Specifically, bid shading algorithms analyze historical auction data for similar impressions, competitor bid patterns, and floor price signals. They calculate the minimum bid likely to win and submit that price. According to Xapads, bid shading is now a non-negotiable capability in open exchange RTB. Platforms without it systematically disadvantage their advertisers.
However, bid shading also introduces risk. If a shading algorithm reduces bids too aggressively, it sacrifices win rate on impressions the advertiser actually needed. Well-designed shading systems therefore balance cost efficiency against campaign delivery goals. This balance is calibrated dynamically rather than fixed as a flat discount. In practice, effective bid shading reduces average CPMs without sacrificing win rates on target impressions.
Win Rate: The Diagnostic Metric for Bidding Accuracy
Win rate is the percentage of auctions a DSP wins relative to the total it entered. According to Xapads, a healthy win rate for performance campaigns sits between 15% and 40%. A sustained win rate below 10% indicates underbidding or over-targeting competitive inventory. A win rate above 60% typically indicates overbidding, meaning the advertiser is consistently paying more than necessary to win.
Monitoring win rate alongside CPM and conversion data allows continuous bid calibration. For example, if win rate drops while CPMs hold steady, the likely cause is increased competition from other buyers. If win rate stays high but conversion rates fall, the issue is targeting rather than bid pricing. In this way, win rate functions as a diagnostic tool for auction-level campaign health rather than a vanity metric.
Private Marketplace Auctions vs. Open Exchange RTB
Not all RTB auctions operate under the same rules. Open exchange RTB is accessible to any qualified DSP with a bid request. In contrast, private marketplace (PMP) auctions are invite-only. Publishers curate a specific buyer set who receive access to premium inventory before it reaches the open exchange. Deal IDs tag these private transactions, allowing the exchange to apply different pricing rules and priority logic to deal-tagged bids versus open market bids.
For advertisers, PMPs offer meaningful advantages. Brand safety is higher because the publisher controls which advertisers participate. Inventory quality is typically better since PMPs are built around premium placements rather than remnant supply. The competitive environment is less crowded, which can improve win rates without requiring higher bids. Furthermore, first-party data agreements between buyer and publisher are common in PMP setups, enabling audience targeting not available in open exchange environments.
Header Bidding: How Publishers Maximize RTB Competition
Header bidding is a publisher-side technique that increases competition across RTB auctions by allowing multiple DSPs and exchanges to bid on the same impression simultaneously, before the publisher’s ad server makes a final decision.
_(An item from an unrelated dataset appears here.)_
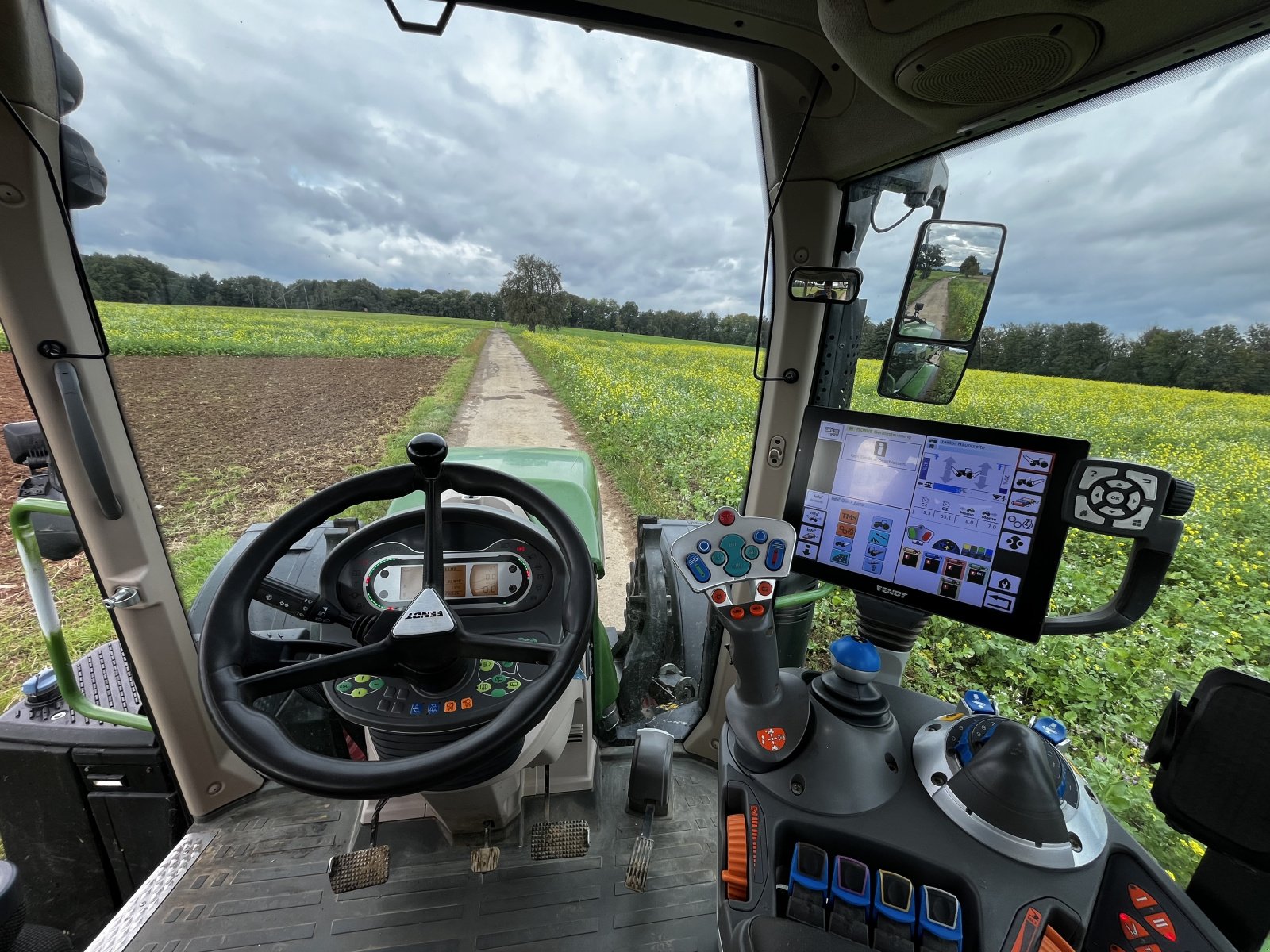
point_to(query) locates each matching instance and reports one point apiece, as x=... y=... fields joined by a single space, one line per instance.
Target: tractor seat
x=16 y=936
In the older waterfall model, publishers passed unsold inventory sequentially through a ranked list of networks. The first network to fill the impression won, regardless of whether a higher-paying buyer was available.
Header bidding solved this by running auctions in parallel. The publisher’s browser sends simultaneous bid requests to multiple exchanges through a JavaScript wrapper, collects all bids, and passes the highest to the ad server as the floor price for that impression. As a result, publishers earn more per impression because every qualified buyer competes at once rather than in sequence. For advertisers, header bidding means more competitive auctions on premium inventory, which makes accurate bid calibration even more important.
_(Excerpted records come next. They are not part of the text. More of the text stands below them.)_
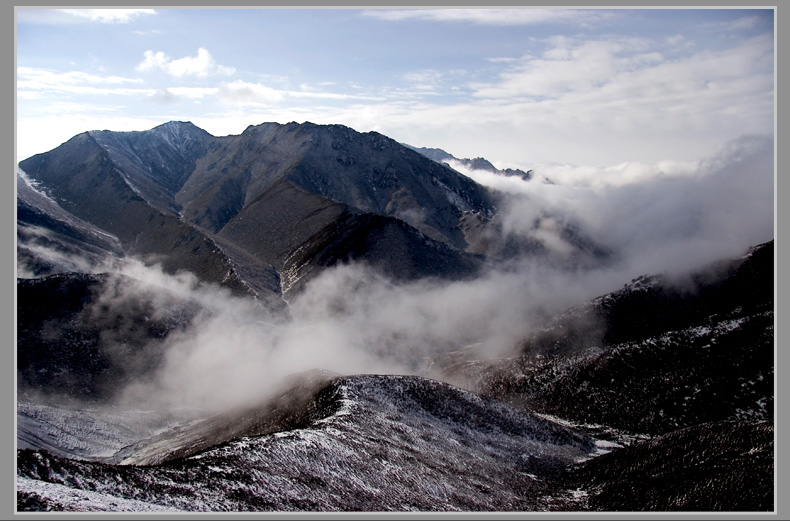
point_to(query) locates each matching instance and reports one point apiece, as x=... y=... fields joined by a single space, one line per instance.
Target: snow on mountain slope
x=91 y=434
x=389 y=443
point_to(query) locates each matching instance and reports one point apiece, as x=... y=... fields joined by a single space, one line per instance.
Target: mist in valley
x=667 y=218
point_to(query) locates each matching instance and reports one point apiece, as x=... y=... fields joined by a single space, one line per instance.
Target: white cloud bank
x=201 y=65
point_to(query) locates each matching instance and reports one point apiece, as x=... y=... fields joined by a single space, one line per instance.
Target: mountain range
x=657 y=396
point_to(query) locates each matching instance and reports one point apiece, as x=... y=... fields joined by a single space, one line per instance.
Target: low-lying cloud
x=351 y=319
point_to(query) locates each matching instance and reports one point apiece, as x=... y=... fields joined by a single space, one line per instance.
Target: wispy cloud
x=519 y=16
x=241 y=91
x=71 y=16
x=31 y=80
x=201 y=65
x=109 y=15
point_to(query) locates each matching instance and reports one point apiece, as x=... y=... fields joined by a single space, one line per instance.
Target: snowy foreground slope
x=375 y=443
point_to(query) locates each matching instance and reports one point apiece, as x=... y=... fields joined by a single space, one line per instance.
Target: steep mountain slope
x=82 y=178
x=478 y=163
x=654 y=357
x=156 y=162
x=369 y=172
x=51 y=240
x=375 y=443
x=241 y=210
x=725 y=466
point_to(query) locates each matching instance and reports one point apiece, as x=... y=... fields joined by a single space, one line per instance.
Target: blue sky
x=518 y=86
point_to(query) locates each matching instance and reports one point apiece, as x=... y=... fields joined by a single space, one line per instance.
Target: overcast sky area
x=520 y=87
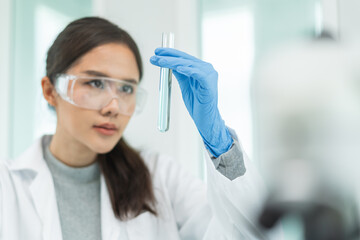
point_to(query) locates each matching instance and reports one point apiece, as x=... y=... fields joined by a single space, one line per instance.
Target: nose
x=111 y=109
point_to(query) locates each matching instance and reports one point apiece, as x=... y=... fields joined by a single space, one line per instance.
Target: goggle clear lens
x=97 y=92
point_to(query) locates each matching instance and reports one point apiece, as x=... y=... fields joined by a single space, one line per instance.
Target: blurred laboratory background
x=234 y=35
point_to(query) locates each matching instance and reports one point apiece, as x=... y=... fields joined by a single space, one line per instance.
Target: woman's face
x=111 y=60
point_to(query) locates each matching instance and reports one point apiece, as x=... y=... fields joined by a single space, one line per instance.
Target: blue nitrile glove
x=198 y=84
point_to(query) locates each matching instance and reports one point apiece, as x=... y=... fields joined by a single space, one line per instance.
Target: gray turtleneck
x=78 y=197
How RTB Auction Data Improves Campaign Performance
Every RTB auction generates data. DSPs that analyze auction logs systematically build a significant performance advantage over those that do not. Specifically, logs reveal which placements consistently clear at low prices, which audience segments attract heavy competition, and which times of day produce the best cost-per-conversion outcomes. This data also exposes floor price patterns that inform smarter bid floor strategies.
Well-optimized RTB campaigns improve over time because each auction cycle feeds back into the bidding model. A DSP tracking win prices, loss rates, and clearing price distributions continuously refines its valuation of each impression type. As a result, campaigns become more cost-efficient without reducing reach or conversion performance. This self-reinforcing optimization loop is one of the structural advantages of programmatic advertising over manual media buying, where optimization cycles take days rather than milliseconds.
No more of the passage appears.